Je me demandais si ces violences étaient liées à une grande précarité ou si l'on retrouvait les mêmes cas dans toutes les classes sociales.
Pas besoin d'être pauvre pour tabasser les gosses, peut être qu'avant c'était un peu comme ça mais ça touche franchement tout le monde , mais souvent aussi ça ne s edisait que rarement chez les "riches".

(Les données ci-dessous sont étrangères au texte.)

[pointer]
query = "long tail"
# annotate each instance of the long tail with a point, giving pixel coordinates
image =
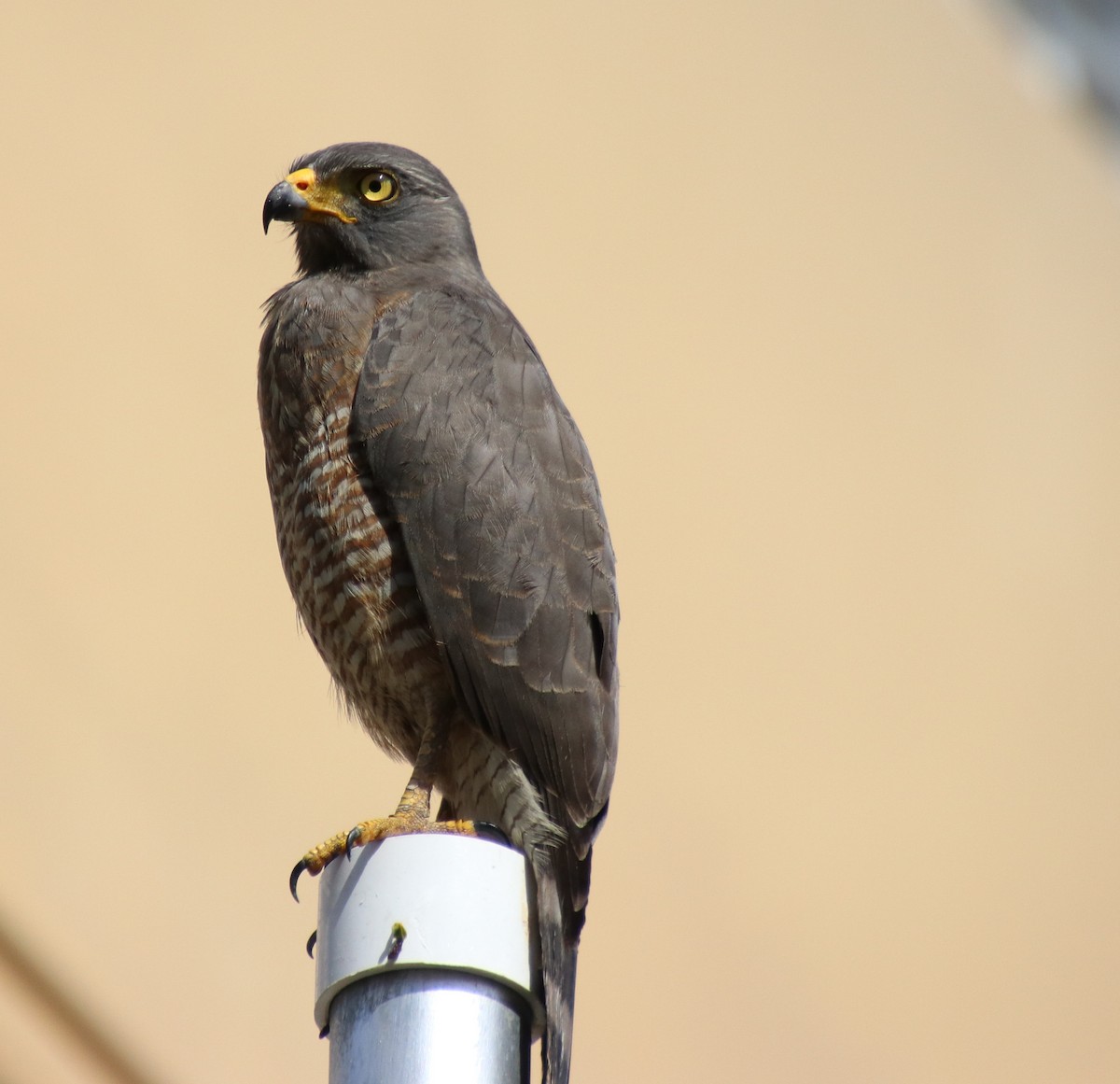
(559, 928)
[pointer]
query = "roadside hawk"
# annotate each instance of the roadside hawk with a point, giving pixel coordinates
(441, 529)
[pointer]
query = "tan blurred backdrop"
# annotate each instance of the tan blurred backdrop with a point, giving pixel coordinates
(833, 298)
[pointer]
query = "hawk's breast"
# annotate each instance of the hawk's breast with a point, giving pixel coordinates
(341, 549)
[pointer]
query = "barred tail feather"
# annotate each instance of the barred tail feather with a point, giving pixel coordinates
(558, 964)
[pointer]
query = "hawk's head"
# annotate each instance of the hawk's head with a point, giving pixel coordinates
(369, 206)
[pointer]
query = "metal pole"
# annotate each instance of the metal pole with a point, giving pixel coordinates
(424, 964)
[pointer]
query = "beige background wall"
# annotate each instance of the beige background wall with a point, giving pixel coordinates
(834, 301)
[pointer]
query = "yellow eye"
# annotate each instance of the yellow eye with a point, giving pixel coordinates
(379, 187)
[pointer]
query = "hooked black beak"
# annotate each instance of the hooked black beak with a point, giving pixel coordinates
(284, 204)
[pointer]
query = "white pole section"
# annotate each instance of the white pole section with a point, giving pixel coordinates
(425, 964)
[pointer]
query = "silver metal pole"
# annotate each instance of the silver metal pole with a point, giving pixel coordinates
(424, 964)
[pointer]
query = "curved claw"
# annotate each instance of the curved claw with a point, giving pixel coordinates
(488, 831)
(352, 838)
(294, 878)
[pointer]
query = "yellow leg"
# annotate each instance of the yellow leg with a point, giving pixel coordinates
(410, 819)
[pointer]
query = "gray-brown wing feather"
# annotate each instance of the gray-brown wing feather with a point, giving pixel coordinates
(458, 425)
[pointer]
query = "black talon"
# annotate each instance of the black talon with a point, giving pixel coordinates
(301, 866)
(352, 838)
(487, 831)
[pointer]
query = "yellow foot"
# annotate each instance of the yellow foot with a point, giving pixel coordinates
(400, 824)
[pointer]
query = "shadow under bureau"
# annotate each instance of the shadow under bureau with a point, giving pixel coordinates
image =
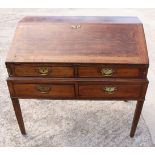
(95, 57)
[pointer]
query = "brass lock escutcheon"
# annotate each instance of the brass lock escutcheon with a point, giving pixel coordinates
(44, 89)
(75, 26)
(43, 71)
(107, 72)
(110, 90)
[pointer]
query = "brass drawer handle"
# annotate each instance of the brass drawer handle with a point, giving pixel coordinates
(75, 26)
(107, 72)
(43, 71)
(110, 90)
(44, 89)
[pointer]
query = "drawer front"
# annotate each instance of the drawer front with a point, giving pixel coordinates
(98, 71)
(110, 91)
(44, 71)
(44, 90)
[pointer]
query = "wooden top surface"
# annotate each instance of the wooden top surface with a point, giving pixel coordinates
(112, 40)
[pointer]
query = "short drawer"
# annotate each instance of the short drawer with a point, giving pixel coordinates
(109, 91)
(43, 71)
(108, 71)
(44, 90)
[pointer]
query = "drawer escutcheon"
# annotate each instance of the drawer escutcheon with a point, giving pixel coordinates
(75, 26)
(107, 72)
(43, 71)
(110, 90)
(44, 89)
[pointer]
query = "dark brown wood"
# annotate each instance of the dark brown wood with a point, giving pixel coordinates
(44, 90)
(99, 58)
(17, 109)
(96, 71)
(96, 41)
(53, 71)
(122, 91)
(137, 114)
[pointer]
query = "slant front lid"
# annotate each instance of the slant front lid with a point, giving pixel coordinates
(113, 40)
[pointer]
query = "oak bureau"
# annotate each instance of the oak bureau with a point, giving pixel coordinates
(78, 57)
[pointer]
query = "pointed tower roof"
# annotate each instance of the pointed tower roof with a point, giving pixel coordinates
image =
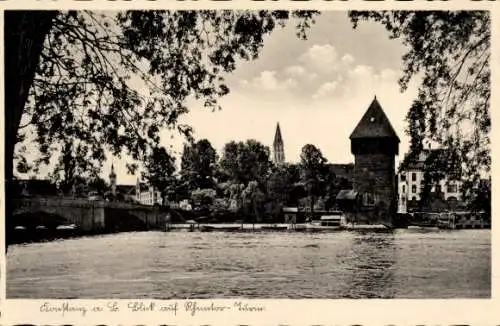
(374, 124)
(112, 170)
(277, 135)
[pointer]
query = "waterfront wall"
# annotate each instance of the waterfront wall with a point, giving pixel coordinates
(89, 216)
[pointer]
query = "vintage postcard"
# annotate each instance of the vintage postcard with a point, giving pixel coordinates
(249, 163)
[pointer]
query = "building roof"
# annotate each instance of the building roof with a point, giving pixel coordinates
(277, 135)
(374, 124)
(342, 170)
(125, 189)
(347, 194)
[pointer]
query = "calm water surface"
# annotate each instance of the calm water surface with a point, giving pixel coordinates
(396, 264)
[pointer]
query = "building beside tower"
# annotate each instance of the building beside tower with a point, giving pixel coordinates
(112, 180)
(374, 144)
(278, 147)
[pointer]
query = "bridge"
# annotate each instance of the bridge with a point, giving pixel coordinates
(87, 215)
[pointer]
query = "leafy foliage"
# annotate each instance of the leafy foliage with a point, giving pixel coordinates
(197, 165)
(113, 81)
(312, 171)
(159, 170)
(244, 162)
(450, 51)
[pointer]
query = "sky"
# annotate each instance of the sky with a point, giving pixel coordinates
(316, 89)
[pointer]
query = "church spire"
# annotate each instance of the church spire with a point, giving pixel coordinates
(112, 179)
(278, 147)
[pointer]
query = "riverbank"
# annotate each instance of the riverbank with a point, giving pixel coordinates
(400, 263)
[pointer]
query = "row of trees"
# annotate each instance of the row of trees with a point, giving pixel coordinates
(243, 179)
(68, 77)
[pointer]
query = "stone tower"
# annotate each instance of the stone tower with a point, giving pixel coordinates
(112, 180)
(375, 144)
(278, 147)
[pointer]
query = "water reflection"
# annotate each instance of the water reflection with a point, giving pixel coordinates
(373, 258)
(398, 264)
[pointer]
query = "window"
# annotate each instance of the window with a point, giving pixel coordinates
(452, 188)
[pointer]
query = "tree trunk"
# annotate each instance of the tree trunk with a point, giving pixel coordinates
(24, 35)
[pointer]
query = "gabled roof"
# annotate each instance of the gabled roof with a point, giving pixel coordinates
(277, 135)
(126, 189)
(374, 124)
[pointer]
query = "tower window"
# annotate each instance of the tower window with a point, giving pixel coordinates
(452, 188)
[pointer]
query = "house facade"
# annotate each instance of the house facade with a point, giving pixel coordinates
(411, 182)
(147, 194)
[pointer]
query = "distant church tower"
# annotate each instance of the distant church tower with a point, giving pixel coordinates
(278, 147)
(375, 144)
(112, 180)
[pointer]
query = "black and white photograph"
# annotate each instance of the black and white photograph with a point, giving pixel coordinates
(247, 154)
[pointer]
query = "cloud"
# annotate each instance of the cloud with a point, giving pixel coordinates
(320, 58)
(325, 89)
(295, 71)
(268, 81)
(347, 59)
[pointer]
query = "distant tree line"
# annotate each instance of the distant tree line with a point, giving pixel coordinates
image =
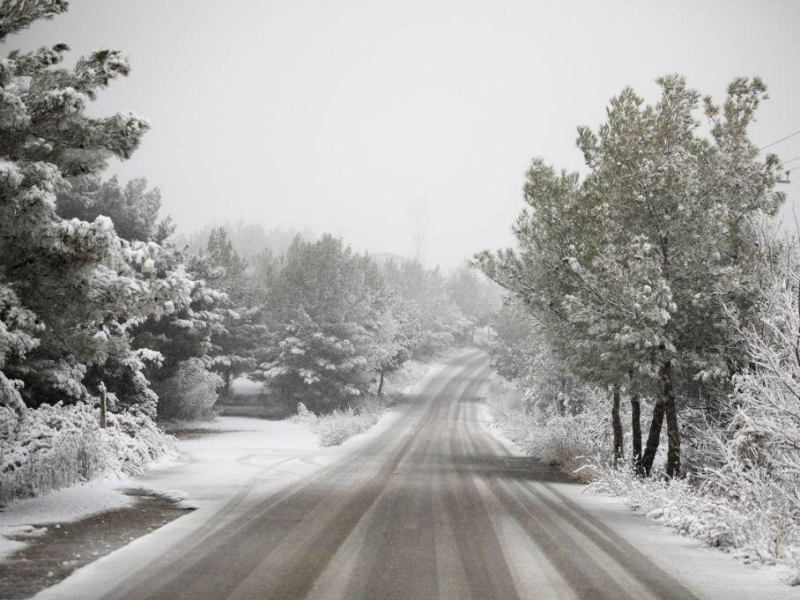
(639, 277)
(96, 295)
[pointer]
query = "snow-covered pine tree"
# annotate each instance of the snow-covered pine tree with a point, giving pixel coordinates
(74, 285)
(323, 310)
(632, 268)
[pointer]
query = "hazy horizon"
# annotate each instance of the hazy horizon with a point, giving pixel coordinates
(364, 119)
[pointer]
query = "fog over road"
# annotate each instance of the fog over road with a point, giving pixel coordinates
(434, 508)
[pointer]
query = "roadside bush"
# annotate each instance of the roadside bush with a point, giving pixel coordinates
(569, 441)
(334, 428)
(55, 446)
(189, 394)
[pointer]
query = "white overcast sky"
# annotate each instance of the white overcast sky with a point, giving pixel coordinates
(358, 116)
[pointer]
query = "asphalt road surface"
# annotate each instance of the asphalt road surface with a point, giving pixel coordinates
(433, 508)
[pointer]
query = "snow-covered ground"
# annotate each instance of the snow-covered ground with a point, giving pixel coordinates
(707, 572)
(220, 473)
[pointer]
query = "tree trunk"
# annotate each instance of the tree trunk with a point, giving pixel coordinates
(653, 437)
(636, 432)
(380, 385)
(103, 405)
(673, 435)
(616, 425)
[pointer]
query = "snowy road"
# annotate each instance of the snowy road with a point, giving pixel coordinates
(434, 507)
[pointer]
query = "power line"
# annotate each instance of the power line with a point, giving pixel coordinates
(780, 140)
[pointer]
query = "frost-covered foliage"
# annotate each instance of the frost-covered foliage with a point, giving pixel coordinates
(57, 446)
(70, 289)
(429, 318)
(190, 393)
(748, 523)
(324, 303)
(632, 272)
(568, 440)
(132, 208)
(337, 426)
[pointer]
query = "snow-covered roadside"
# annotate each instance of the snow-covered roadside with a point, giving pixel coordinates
(707, 572)
(337, 427)
(222, 474)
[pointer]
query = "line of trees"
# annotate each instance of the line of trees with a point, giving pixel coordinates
(95, 294)
(638, 277)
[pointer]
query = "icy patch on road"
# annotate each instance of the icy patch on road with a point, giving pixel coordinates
(707, 572)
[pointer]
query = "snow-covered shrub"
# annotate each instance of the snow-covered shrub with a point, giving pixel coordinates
(189, 394)
(335, 427)
(569, 440)
(55, 446)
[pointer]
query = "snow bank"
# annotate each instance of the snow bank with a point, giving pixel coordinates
(58, 446)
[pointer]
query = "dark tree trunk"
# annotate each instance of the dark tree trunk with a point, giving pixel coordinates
(616, 425)
(673, 434)
(380, 385)
(636, 433)
(228, 390)
(653, 437)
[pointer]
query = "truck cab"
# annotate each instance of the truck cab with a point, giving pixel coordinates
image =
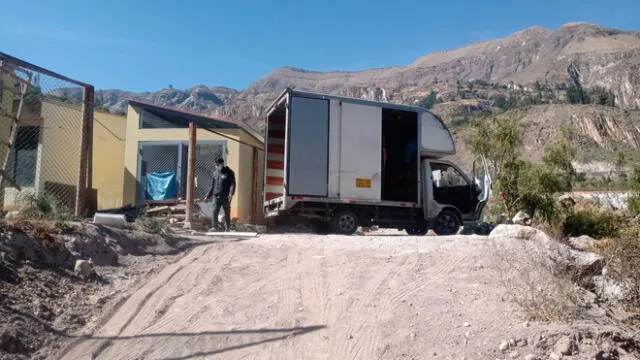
(451, 198)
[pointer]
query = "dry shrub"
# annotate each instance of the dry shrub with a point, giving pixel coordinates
(592, 222)
(623, 253)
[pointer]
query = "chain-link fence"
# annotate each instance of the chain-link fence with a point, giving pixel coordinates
(45, 141)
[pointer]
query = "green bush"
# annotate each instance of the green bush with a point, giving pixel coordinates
(43, 206)
(595, 223)
(634, 198)
(625, 259)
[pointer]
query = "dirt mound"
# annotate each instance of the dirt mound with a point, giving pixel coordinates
(382, 295)
(42, 301)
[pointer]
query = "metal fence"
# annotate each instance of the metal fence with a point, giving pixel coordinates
(45, 141)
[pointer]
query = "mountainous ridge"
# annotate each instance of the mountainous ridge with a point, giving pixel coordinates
(529, 67)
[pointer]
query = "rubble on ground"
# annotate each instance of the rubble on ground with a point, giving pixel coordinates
(522, 218)
(579, 344)
(174, 212)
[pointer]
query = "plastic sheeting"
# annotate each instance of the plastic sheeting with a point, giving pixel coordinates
(161, 186)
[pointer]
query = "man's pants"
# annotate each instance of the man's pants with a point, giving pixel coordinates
(224, 204)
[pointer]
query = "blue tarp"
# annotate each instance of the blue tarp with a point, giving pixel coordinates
(161, 186)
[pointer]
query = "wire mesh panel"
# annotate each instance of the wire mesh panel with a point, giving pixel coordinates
(163, 158)
(45, 140)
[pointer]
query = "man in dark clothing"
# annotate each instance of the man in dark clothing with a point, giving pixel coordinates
(223, 187)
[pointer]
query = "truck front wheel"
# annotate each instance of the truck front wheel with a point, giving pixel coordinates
(345, 222)
(417, 231)
(446, 223)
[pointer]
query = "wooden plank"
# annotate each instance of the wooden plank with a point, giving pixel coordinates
(191, 171)
(233, 234)
(158, 209)
(85, 143)
(162, 202)
(254, 190)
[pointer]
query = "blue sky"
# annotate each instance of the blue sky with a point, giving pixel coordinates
(146, 45)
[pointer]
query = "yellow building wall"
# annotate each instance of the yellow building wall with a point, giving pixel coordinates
(59, 153)
(109, 134)
(239, 159)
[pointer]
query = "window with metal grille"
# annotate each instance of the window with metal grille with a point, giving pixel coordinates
(25, 156)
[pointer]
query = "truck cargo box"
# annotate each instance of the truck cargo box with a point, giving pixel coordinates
(331, 148)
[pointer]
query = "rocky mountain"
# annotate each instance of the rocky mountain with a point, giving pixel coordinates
(536, 70)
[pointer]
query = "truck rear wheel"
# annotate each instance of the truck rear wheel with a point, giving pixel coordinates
(447, 223)
(417, 231)
(344, 222)
(320, 227)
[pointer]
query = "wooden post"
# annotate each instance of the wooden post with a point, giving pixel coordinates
(85, 151)
(191, 174)
(254, 195)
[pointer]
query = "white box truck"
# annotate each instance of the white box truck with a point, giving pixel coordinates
(343, 162)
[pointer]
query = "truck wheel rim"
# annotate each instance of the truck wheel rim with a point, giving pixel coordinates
(346, 222)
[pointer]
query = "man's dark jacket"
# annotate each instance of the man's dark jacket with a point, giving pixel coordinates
(223, 183)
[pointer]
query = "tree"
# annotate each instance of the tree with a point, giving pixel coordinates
(522, 185)
(537, 86)
(633, 202)
(601, 96)
(575, 92)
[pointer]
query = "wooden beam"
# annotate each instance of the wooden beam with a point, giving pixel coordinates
(85, 150)
(254, 192)
(191, 173)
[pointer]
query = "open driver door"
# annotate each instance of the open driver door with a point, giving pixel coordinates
(482, 180)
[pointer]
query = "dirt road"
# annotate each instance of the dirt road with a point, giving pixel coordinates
(298, 296)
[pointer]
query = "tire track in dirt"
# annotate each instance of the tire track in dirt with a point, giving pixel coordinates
(354, 308)
(287, 291)
(367, 339)
(195, 287)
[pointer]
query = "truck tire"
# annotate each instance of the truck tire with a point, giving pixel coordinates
(417, 231)
(344, 222)
(320, 227)
(447, 223)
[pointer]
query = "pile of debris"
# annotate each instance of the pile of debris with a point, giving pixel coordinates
(174, 212)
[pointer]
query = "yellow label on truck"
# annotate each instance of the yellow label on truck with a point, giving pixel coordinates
(363, 183)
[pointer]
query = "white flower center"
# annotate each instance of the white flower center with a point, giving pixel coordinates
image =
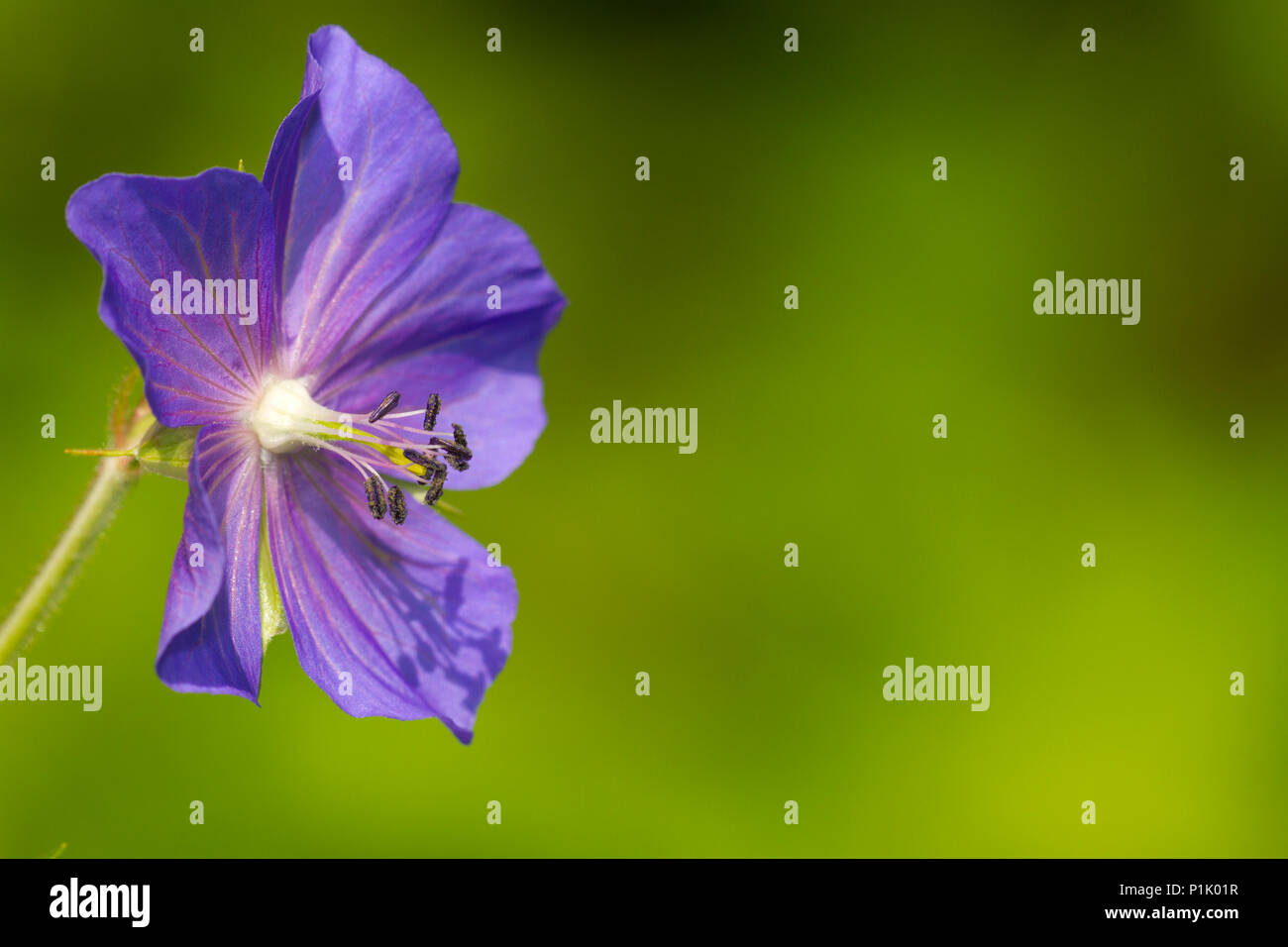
(286, 418)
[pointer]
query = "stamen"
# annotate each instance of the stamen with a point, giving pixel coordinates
(375, 496)
(458, 455)
(436, 483)
(387, 405)
(432, 408)
(397, 505)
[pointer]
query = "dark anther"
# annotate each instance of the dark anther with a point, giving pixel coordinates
(432, 407)
(397, 505)
(375, 497)
(387, 405)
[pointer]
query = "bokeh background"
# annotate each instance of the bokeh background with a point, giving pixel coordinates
(768, 169)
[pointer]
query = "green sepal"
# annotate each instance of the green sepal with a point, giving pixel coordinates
(166, 451)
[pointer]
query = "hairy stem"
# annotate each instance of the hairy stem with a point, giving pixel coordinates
(102, 500)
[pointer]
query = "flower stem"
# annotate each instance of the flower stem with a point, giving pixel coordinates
(93, 517)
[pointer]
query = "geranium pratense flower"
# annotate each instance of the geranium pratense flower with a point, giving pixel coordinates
(370, 286)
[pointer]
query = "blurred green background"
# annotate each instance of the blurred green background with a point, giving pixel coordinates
(811, 169)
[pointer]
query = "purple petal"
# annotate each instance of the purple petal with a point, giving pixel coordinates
(434, 333)
(210, 634)
(217, 226)
(347, 241)
(411, 613)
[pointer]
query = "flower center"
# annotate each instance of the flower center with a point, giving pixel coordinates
(286, 419)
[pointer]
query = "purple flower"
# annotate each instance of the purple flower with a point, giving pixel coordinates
(351, 277)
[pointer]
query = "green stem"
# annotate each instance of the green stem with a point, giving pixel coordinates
(102, 500)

Il devrait avoir plus de visite médicale dans les écoles : on pourrait peut-être voir certaines choses De plus il faudrait également que les voisins , les proches partlent voir dénoncent Ces actes sont ignobles et avec la crise malheureusement cela risque de s'empirer Mais il est vrai que cela concerne toutes les classes sociales.
c 'est ignoble de voir ce que des parents peuvent faire subir à leurs enfants, comment peut-on être aussi violent? à chaque fois je suis boulverser de voir ce genre de choses il faut vraiment réagir!
6300 cas de violences physique... Mais quel degré de violence exactement?
Il faudrait surtout que les services sociaux agissent avec rapidité et ne tergiversent pas sur des questions administratives ou autres. Il en va de la vie d'enfants et s'il est sans doute difficile de retirer des enfants à des parents il doit l'être encore plus de se dire "si nous avions réagi plus tôt,il ou elle ne serait pas mort(e)". Dans certaines situation il faut agir au cas par cas et ne pas se poser de questions. La plupart du temps les services sociaux sont au courant des situations dramatiques (grâce à des signalements divers venant d'associations comme le samu social par exemple) mais les lourdeurs administratives et les lois elles-mêmes sont souvent des barrières à une action rapide dont pourtant dépend la vie d'un être humain.
On le voit bien pour Marina et ce sont bel et bien les services soociaux qui n'ont pas fait leur boulot en visitant la famille plusieurs fois et constatant les maltraitances ils l'ont laissé dans la famille elle en est morte.
je ne comprend pas comment ils font leur boulot , ils enlèvent parfois des enfants parceque les parents n 'ont pas d 'argent et pourtant aiment leurs enfants et ne leur font pas de mal et la cette petite Marine est rester à subir les coups de ses monstres de parents.
oh là là.. c'est horrible de lire cela et de penser que cela arrive... bouh j'en suis toute retournée.. quand on arrive à être à bout avec ses enfants.. il vaut mieux faire appel aux services sociaux pour trouver une solution.. enfin c'est très triste...
C'est vrai que certains font des enfants et on s edemande pourquoi car si c'est pour déverser sa haine avec des maltraitances c'est pas normal...Les services sociaux ne s ebougent pas assez pour ce s cas là Rose.
Et encore 6300 ce sont les cas connus mais comme pour les autres maltraitances il y a les victimes cachées qu'on ne connaitra que s'ils meurent. C'est atrôce et il faudrait davantage se bouger et peut être pourquoi pas se mobiliser.